Der Samstag begann mit einer Haldern-typischen Neuentdeckung: Gisli vertrieben mit ihrem Indiepop zwischen Lemonheads und Weezer die letzten Wolken, so daß einem weiteren heißen Tag nichts mehr im Wege stand. Patrick Wolf und South waren da deutlich weniger eingängig und forderten dem Publikum mit ihren verspulten Nummern etwas mehr ab.
Doch dann regierten wieder die großen Melodien: Embrace waren nach 2000 zum zweiten Mal dabei und präsentierten vor allem Uralt-Nummern und neues Material (darunter die von Chris Martin geschriebene Single "Gravity"). Kein einziges Stück vom verkorksten "If you've never been" - späte Erkenntnis?
Erkenntnis sollte sicher auch der Auftritt von The Soundtrack Of Our Lives vermitteln. Sänger Ebbot Lundberg tobte in einem Priestergewand über die Bühne und bat die Zuhörer, auf dem Acker Platz zu nehmen. Die gehorchten, und Lundberg nahm singend ein Bad in der Menge, während seine Band sich durch einen spaßigen Zitatenstrauß pflügte. Keane bewiesen, daß man weder einen Gitarristen noch einen (leibhaftigen) Bassisten braucht, um Popmusik zu machen - ein charismatischer Frontmann reicht vollkommen.

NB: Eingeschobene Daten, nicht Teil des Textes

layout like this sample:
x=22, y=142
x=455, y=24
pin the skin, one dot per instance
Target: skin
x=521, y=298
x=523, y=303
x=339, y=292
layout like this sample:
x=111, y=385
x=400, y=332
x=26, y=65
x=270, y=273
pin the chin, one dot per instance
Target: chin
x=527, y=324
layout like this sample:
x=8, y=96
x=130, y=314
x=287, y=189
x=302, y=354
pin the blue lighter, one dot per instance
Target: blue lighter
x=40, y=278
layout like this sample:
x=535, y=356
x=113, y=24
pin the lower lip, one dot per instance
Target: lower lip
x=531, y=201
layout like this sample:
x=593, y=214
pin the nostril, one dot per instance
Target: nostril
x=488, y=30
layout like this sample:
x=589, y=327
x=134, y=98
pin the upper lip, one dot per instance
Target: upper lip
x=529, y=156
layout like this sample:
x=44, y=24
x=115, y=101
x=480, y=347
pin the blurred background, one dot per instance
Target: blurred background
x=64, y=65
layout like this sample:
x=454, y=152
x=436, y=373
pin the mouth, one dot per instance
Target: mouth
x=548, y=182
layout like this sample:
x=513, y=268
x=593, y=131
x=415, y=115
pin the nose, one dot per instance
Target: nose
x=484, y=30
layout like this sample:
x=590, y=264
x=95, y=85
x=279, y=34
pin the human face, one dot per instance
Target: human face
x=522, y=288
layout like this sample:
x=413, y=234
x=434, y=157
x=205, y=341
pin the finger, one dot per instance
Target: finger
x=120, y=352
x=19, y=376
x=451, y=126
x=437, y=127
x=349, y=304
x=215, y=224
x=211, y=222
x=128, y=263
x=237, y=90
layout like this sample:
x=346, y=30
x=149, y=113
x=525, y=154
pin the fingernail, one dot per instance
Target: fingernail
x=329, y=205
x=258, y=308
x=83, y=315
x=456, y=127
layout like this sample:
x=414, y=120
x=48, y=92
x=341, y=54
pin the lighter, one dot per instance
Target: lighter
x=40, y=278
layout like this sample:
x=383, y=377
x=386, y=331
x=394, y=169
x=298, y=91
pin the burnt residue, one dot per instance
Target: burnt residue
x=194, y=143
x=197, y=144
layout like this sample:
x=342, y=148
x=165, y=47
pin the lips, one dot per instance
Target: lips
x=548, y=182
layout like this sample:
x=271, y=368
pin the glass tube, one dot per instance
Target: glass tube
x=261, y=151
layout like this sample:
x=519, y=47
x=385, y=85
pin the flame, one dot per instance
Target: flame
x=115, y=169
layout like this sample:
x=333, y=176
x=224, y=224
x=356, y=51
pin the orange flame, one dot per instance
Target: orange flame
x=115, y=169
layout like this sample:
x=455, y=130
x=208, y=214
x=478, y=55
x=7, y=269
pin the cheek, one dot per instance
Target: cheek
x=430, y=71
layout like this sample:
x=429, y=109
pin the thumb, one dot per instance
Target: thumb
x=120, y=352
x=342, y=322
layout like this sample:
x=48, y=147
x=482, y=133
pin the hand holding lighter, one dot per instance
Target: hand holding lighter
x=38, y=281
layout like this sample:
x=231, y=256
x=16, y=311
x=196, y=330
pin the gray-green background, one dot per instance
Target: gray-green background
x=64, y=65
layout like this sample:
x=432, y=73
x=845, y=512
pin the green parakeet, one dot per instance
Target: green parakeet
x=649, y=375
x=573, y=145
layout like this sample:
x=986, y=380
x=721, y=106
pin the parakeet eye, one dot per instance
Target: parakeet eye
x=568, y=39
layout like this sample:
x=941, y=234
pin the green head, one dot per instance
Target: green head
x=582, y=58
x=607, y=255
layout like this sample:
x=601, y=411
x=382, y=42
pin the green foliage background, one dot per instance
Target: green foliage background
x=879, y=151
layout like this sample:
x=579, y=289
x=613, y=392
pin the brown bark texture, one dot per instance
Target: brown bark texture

Und auch wenn man es bei Tom Chaplin auf den ersten Blick nicht unbedingt glauben würde: Der Mann sprang wie ein Flummi umher und hatte am Ende ein ebenso nasses Hemd wie die Leute in den ersten Reihen, die zuvor von der Feuerwehr abgekühlt worden waren.
Back to the seventies hieß es bei den Kings Of Leon. Die vier Jungs aus Tennessee gaben dem Wort Retro-Rock eine völlig neue Bedeutung, der schwedische Singer/Songwriter Jose Gonzales war da wieder deutlich zeitloser. Doch dann kam einer, der Seventies und Zeitlosigkeit verband: Paul Weller, nach 2000 ebenfalls zum zweiten Mal vor Ort. Mit seiner Band spielte er auch wieder The-Jam-Klassiker, gegen die seine aktuelleren Solo-Sachen merklich abfielen. Das interessierte seine Jünger, die jedes Lied frenetisch feierten, freilich weniger.
Nach einer gut einstündigen Umbauspause war der nächtliche Niederrhein dann bereit für den mehr als würdigen Abschluß: The Divine Comedy (auch 2001 dabei gewesen) spielten mit einem Orchester aus der Region auf.
Die ersten gemeinsamen Proben hatten am Vorabend stattgefunden, umso beeindruckender war das Ergebnis. "They're officially all rockstars now", attestierte Neil Hannon dann auch den Orchestermusikern. Dann widmete er sein "Generation sex" George W. Bush, "The one and only idiot" - heißt es im Text doch so schön: "Generation sex elects the type of guys you wouldn't leave your kids with." Besonderer Höhepunkt dieses großartigen Abschlußreigens war dann die orchestrale Barock-Version von "No one knows" der Queens Of The Stone Age (Kurt Weill gewidmet).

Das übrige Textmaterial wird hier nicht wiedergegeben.